DETAILED DESCRIPTION OF THE INVENTION
[0020] Definitions
[0021] Before describing the present invention in detail, it is to
be understood that the invention is not limited to specific brands
or types of electronic equipment, as such may vary. It is also to
be understood that the terminology used herein is for describing
particular embodiments only, and is not intended to be
limiting.
[0022] In addition, as used in this specification and the appended
claims, the singular article forms "a," "an," and "the" include
both singular and plural referents unless the context of their
usage clearly dictates otherwise. Thus, for example, reference to
"fingerprint" includes a single fingerprint as well as a plurality
of fingerprints, and the like.
[0023] In this specification and in the claims that follow,
reference will be made to a number of terms that shall be defined
to have the following meanings, unless the context in which they
are employed clearly indicates otherwise:
[0024] The terms "electronic," "electronically," and the like are
used in their ordinary sense and relate to structures, e.g.,
semiconductor microstructures, that provide controlled conduction
of electrons or other charge carriers, e.g., holes.
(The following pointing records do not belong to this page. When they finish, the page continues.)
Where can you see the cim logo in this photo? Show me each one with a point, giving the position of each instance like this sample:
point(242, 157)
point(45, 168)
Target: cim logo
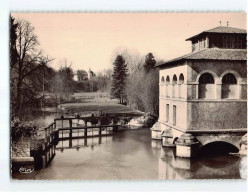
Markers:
point(25, 170)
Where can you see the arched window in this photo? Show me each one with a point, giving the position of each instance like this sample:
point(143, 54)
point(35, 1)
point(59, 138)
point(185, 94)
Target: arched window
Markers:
point(162, 87)
point(229, 87)
point(206, 78)
point(167, 85)
point(181, 79)
point(174, 82)
point(162, 79)
point(167, 80)
point(229, 78)
point(180, 82)
point(206, 88)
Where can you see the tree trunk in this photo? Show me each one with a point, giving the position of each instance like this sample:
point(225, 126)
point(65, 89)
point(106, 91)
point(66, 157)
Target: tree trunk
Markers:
point(18, 98)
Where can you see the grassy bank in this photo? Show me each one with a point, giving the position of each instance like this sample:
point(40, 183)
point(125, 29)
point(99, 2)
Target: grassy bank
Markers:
point(106, 107)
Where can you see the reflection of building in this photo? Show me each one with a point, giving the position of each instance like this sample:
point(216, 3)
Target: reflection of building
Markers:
point(205, 91)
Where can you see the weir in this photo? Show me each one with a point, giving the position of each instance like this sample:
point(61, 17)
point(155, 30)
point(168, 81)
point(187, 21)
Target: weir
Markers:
point(71, 128)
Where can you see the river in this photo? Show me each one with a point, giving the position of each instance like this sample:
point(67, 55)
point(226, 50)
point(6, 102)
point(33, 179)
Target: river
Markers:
point(130, 155)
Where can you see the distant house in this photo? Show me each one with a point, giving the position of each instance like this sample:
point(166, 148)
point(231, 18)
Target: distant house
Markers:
point(82, 75)
point(206, 90)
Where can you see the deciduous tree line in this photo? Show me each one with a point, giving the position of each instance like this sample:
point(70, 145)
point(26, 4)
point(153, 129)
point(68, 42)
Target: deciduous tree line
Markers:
point(31, 75)
point(136, 81)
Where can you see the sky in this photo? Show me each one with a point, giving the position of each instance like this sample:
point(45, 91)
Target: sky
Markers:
point(90, 40)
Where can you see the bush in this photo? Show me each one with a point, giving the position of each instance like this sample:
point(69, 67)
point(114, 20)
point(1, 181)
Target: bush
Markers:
point(20, 128)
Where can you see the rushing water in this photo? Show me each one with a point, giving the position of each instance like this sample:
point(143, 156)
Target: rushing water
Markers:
point(132, 155)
[0025] The term "internet" is used herein in its ordinary sense and
refers to an interconnected system of networks that connect
computers around the world via the TCP/IP and/or other protocols.
Unless the context of its usage clearly indicates otherwise, the
term "web" is generally used in a synonymous manner with the term
"internet." The term "internet" calls forth all equipment
associated therewith, e.g., microelectronic processors, memory
modules, storage media such as disk drives, tape backup, and
magnetic and optical media, modems, routers, etc.
[0026] The term "media asset" is used herein to refer to a computer
media file, e.g., image, video, and/or audio, representing a mass
media asset, e.g., a printed publication page, signage, card,
poster, audio clip, song, audio advertisement, audio stream,
television clip, a television song, television advertisement,
and/or television stream.
[0027] The terms "media fingerprint" and "fingerprint" are
interchangeably used to refer to content of a media asset that has
been extracted and/or computed. A fingerprint may be represented as
a set of compact hashes describing the asset in an efficient
machine readable and/or searchable form.
[0028] The terms "interactive media content" and "content" are
interchangeably used here to refer to media assets that have been
"interactive enabled" by having their fingerprint extracted, stored
and indexed in an interactive media database.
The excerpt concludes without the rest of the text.